O levantamento também aponta retração no faturamento. Para 69% dos empresários, a receita de janeiro foi menor do que a de dezembro. Apenas 12% registraram crescimento, enquanto 18% relataram estabilidade no período – o 1% restante se refere aos negócios que ainda não existiam no período. “Janeiro trouxe um choque de realidade com a queda da lucratividade no estado. Mas, apesar do recuo do faturamento para a maioria das empresas, o otimismo na retomada das margens permanece vivo”, afirma Leonardo Dorneles, presidente da Abrasel no RS.
Outro indicador que preocupa o setor é o endividamento. De acordo com a pesquisa, 31% dos estabelecimentos possuem pagamentos em atraso. Entre as principais dívidas aparecem impostos federais (84%), impostos estaduais (56%) e empréstimos bancários (33%). A dificuldade em repassar custos também impacta o cenário financeiro do setor da alimentação fora do lar. Nos últimos 12 meses, 35% dos estabelecimentos não conseguiram reajustar preços, enquanto 58% fizeram ajustes abaixo ou dentro da inflação. Apenas 7% conseguiram repassar valores acima da inflação.
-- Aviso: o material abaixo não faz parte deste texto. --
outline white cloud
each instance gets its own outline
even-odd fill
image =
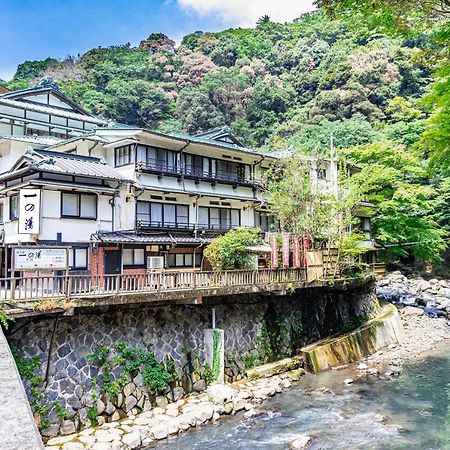
[[[314,9],[313,0],[177,0],[186,10],[217,18],[236,26],[251,27],[267,14],[275,22],[287,22]]]

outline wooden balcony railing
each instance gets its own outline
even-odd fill
[[[0,300],[102,297],[208,288],[271,286],[307,281],[306,269],[260,269],[223,272],[148,272],[136,275],[58,275],[0,278]]]
[[[222,182],[229,184],[239,184],[243,186],[253,186],[255,179],[246,177],[232,171],[216,169],[214,171],[205,171],[203,168],[194,166],[174,166],[164,161],[138,161],[136,162],[136,170],[160,175],[183,176],[184,178],[193,180],[203,180],[210,183]]]

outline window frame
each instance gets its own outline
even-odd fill
[[[16,205],[16,214],[13,215],[13,208],[12,208],[12,202],[13,199],[16,199],[17,205]],[[19,220],[19,194],[13,194],[9,196],[9,220],[11,222],[15,222],[16,220]]]
[[[88,251],[88,247],[72,247],[69,248],[69,252],[72,254],[72,262],[75,263],[76,262],[76,251],[77,250],[85,250],[86,251],[86,257],[85,257],[85,266],[71,266],[69,264],[69,270],[88,270],[88,264],[89,264],[89,251]],[[69,256],[69,261],[70,262],[70,256]]]
[[[119,163],[118,162],[119,159],[122,158],[122,156],[119,155],[119,152],[124,149],[127,149],[126,162]],[[136,146],[134,144],[122,145],[114,149],[114,167],[129,166],[130,164],[133,164],[135,161],[136,161]]]
[[[242,214],[241,214],[241,210],[239,208],[221,208],[220,206],[199,206],[200,208],[206,208],[208,210],[208,223],[204,224],[204,223],[199,223],[199,227],[202,228],[203,226],[208,226],[208,229],[213,229],[213,230],[231,230],[233,228],[236,227],[240,227],[241,223],[242,223]],[[219,211],[219,228],[211,228],[211,209],[217,209]],[[222,227],[222,222],[223,222],[223,218],[222,218],[222,211],[230,211],[230,222],[229,222],[229,226],[225,228]],[[237,211],[238,213],[238,217],[239,217],[239,223],[237,225],[233,225],[232,224],[232,211]]]
[[[63,208],[64,208],[64,194],[69,195],[76,195],[78,197],[78,214],[72,215],[72,214],[64,214]],[[94,197],[95,198],[95,217],[85,217],[81,215],[81,198],[82,196],[86,197]],[[97,220],[98,218],[98,197],[97,194],[91,194],[91,193],[81,193],[81,192],[71,192],[71,191],[61,191],[61,197],[60,197],[60,216],[61,219],[78,219],[78,220]]]
[[[139,220],[145,220],[145,222],[150,224],[150,227],[155,227],[155,228],[179,228],[179,226],[181,225],[182,228],[189,228],[190,226],[190,211],[189,211],[189,205],[185,204],[185,203],[161,203],[161,202],[152,202],[152,201],[146,201],[146,200],[138,200],[137,203],[140,204],[146,204],[147,206],[147,219],[138,219],[138,211],[137,211],[137,205],[136,205],[136,224],[139,222]],[[152,219],[152,205],[161,205],[161,220],[160,221],[156,221],[154,219]],[[165,220],[165,215],[166,215],[166,207],[168,208],[169,206],[174,207],[175,208],[175,222],[166,222]],[[187,217],[187,221],[186,222],[181,222],[178,220],[179,218],[179,213],[178,210],[180,208],[186,208],[187,209],[187,216],[184,215],[183,217]],[[140,215],[144,215],[144,213],[139,213]],[[153,225],[155,224],[155,225]]]
[[[182,258],[183,258],[182,265],[177,264],[177,256],[178,257],[182,256]],[[192,262],[190,264],[186,264],[186,256],[192,257]],[[175,264],[169,264],[169,257],[174,258]],[[180,267],[194,268],[193,263],[195,262],[195,268],[198,268],[198,267],[201,267],[201,265],[202,265],[202,258],[203,258],[202,253],[195,253],[195,257],[194,257],[194,253],[167,253],[165,263],[166,263],[166,267],[168,267],[168,268],[180,268]],[[197,264],[197,262],[198,262],[198,264]]]
[[[131,264],[125,264],[125,262],[123,262],[123,268],[124,269],[135,269],[135,268],[142,268],[145,269],[147,267],[147,252],[145,250],[145,247],[124,247],[122,250],[122,261],[125,261],[125,255],[124,252],[125,250],[129,251],[131,250],[132,252],[132,259],[133,262]],[[144,252],[144,261],[141,264],[136,264],[136,250],[143,250]]]

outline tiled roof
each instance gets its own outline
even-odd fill
[[[88,114],[88,112],[85,111],[78,103],[75,103],[72,99],[70,99],[69,97],[64,95],[56,83],[50,82],[50,81],[43,81],[42,83],[40,83],[36,86],[25,88],[25,89],[18,89],[15,91],[8,90],[7,92],[4,92],[3,94],[1,94],[0,97],[9,98],[12,100],[15,100],[15,99],[23,100],[24,97],[27,97],[30,95],[33,96],[33,95],[36,95],[39,93],[45,93],[45,92],[51,92],[52,94],[54,94],[56,97],[59,97],[61,100],[63,100],[68,105],[70,105],[73,109],[75,109],[79,113],[90,116],[90,114]],[[57,108],[57,107],[55,106],[55,108]]]
[[[54,136],[0,136],[0,139],[7,139],[8,141],[26,142],[33,145],[57,145],[63,142],[63,139],[56,138]]]
[[[238,147],[244,147],[233,135],[231,128],[229,126],[223,126],[219,128],[213,128],[211,130],[204,131],[202,133],[197,133],[196,137],[211,139],[213,141],[223,141],[223,138],[228,138]]]
[[[135,231],[108,231],[93,235],[97,242],[111,244],[208,244],[212,238],[199,238],[193,236],[176,236],[172,234],[145,234]]]
[[[160,133],[160,134],[162,134],[162,133]],[[209,138],[205,138],[205,137],[202,137],[202,136],[192,136],[190,134],[179,133],[179,132],[171,132],[171,133],[166,134],[165,136],[174,137],[174,138],[178,138],[178,139],[189,140],[189,141],[192,141],[192,142],[198,142],[199,144],[213,145],[215,147],[222,147],[222,148],[226,148],[226,149],[229,149],[229,150],[235,150],[235,151],[238,151],[238,152],[250,153],[250,154],[258,155],[258,156],[265,156],[266,155],[264,152],[261,152],[260,150],[256,150],[254,148],[241,147],[239,145],[231,144],[229,142],[216,141],[214,139],[209,139]]]
[[[42,114],[51,114],[51,115],[58,116],[58,117],[64,117],[66,119],[89,122],[89,123],[93,123],[95,125],[100,125],[100,126],[108,125],[108,122],[103,119],[99,119],[99,118],[81,114],[81,113],[65,111],[63,109],[54,108],[54,107],[48,106],[48,105],[39,105],[37,103],[31,103],[31,102],[20,101],[20,100],[12,100],[9,98],[5,98],[5,95],[8,95],[8,94],[3,94],[0,96],[0,105],[10,106],[12,108],[26,109],[28,111],[35,111],[35,112],[39,112]],[[55,125],[55,127],[57,127],[57,125]]]
[[[30,167],[39,172],[53,172],[109,180],[125,179],[103,160],[91,156],[51,152],[48,150],[27,150],[25,157],[30,160]]]

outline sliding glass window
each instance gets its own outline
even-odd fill
[[[228,230],[241,224],[239,209],[212,208],[200,206],[198,209],[198,223],[200,228],[210,230]]]
[[[188,228],[189,206],[138,201],[136,221],[141,227]]]

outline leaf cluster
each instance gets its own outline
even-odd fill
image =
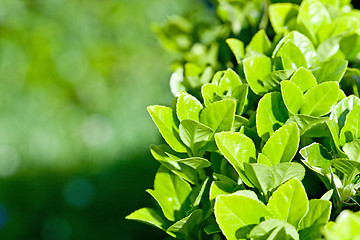
[[[148,107],[166,142],[151,147],[159,208],[127,218],[179,239],[358,236],[360,12],[340,0],[222,0],[216,12],[231,55],[204,65],[188,48],[171,106]],[[248,43],[237,24],[256,29]],[[344,225],[350,237],[335,237]]]

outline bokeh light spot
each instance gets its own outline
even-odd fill
[[[49,218],[43,227],[44,240],[68,240],[71,237],[69,223],[61,218]]]
[[[0,176],[7,177],[16,173],[20,165],[19,155],[14,148],[0,145]]]
[[[75,177],[65,186],[65,200],[76,208],[89,206],[95,197],[95,188],[86,178]]]

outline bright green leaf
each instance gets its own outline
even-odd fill
[[[318,83],[335,81],[340,82],[345,74],[348,61],[343,59],[332,59],[321,65],[318,71],[314,72],[314,75]]]
[[[186,152],[186,147],[182,144],[175,125],[173,110],[165,106],[150,106],[147,108],[151,118],[155,122],[161,135],[172,149],[177,152]]]
[[[167,220],[160,211],[152,208],[141,208],[136,210],[135,212],[126,216],[126,219],[143,222],[145,224],[160,228],[164,231],[170,225],[169,220]]]
[[[244,43],[236,38],[228,38],[226,39],[226,43],[229,45],[231,51],[235,55],[236,61],[241,63],[241,60],[245,56]]]
[[[185,119],[199,121],[202,108],[199,100],[188,93],[182,93],[177,100],[176,113],[180,121]]]
[[[281,69],[298,69],[307,67],[305,56],[301,50],[291,41],[285,42],[275,56],[275,64],[281,59]],[[280,69],[280,68],[279,68]],[[277,70],[279,70],[277,68]]]
[[[296,19],[298,5],[292,3],[275,3],[269,7],[270,22],[276,33],[283,33],[288,24]]]
[[[301,89],[290,81],[281,82],[281,94],[285,106],[292,114],[297,114],[300,107],[305,103]]]
[[[279,234],[279,230],[285,231],[285,236]],[[275,233],[275,234],[274,234]],[[276,237],[274,236],[276,235]],[[249,237],[252,240],[265,240],[265,239],[286,239],[286,240],[298,240],[299,235],[296,229],[289,223],[279,219],[269,219],[261,222],[255,226]]]
[[[360,138],[360,106],[354,107],[346,116],[344,127],[340,131],[340,145]]]
[[[273,188],[275,177],[267,165],[261,163],[244,163],[246,177],[265,195]]]
[[[305,68],[299,68],[296,70],[290,81],[295,83],[302,92],[305,92],[317,84],[314,75]]]
[[[264,55],[271,50],[271,42],[263,29],[260,29],[246,46],[247,54],[249,52],[258,52]]]
[[[168,233],[175,235],[176,238],[199,240],[200,237],[200,223],[202,221],[202,210],[197,209],[189,216],[177,221],[168,229]]]
[[[253,56],[243,60],[243,65],[251,90],[259,95],[266,93],[262,80],[271,73],[271,59],[266,56]]]
[[[294,178],[273,193],[267,207],[274,214],[274,218],[284,220],[297,228],[308,211],[308,205],[304,187]]]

“O foco agora é gestão rigorosa para atravessar esse ciclo apertado e aproveitar as janelas de oportunidades que 2026 oferece. O calendário conta com eventos que serão fundamentais para aquecer o setor e compensar o início do ano”, completa Dorneles.
CENÁRIO GAÚCHO
O levantamento também analisou o desempenho dos bares e restaurantes em Porto Alegre, onde o cenário aparece ainda mais pressionado. Na capital, 43% dos estabelecimentos operaram com prejuízo em janeiro, enquanto 33% registraram lucro e 22% mantiveram estabilidade. Outros 2% dos negócios não existiam no período analisado.
A queda no faturamento também foi percebida pela maioria dos empresários. De acordo com a pesquisa, 75% afirmaram que a receita de janeiro foi menor do que a de dezembro, enquanto 4% registraram crescimento e 19% apontaram estabilidade. Os outros 2% ainda referem-se às empresas que não operavam no período.
O endividamento também segue elevado na capital. Cerca de 38% dos estabelecimentos possuem pagamentos em atraso, sendo as principais dívidas relacionadas a impostos federais (86%), impostos estaduais (59%) e empréstimos bancários (46%). Em relação aos preços, 22% dos bares e restaurantes não conseguiram reajustar valores nos últimos 12 meses. A maioria, 69%, realizou ajustes dentro ou abaixo da inflação, enquanto 9% conseguiram repassar aumentos acima da inflação.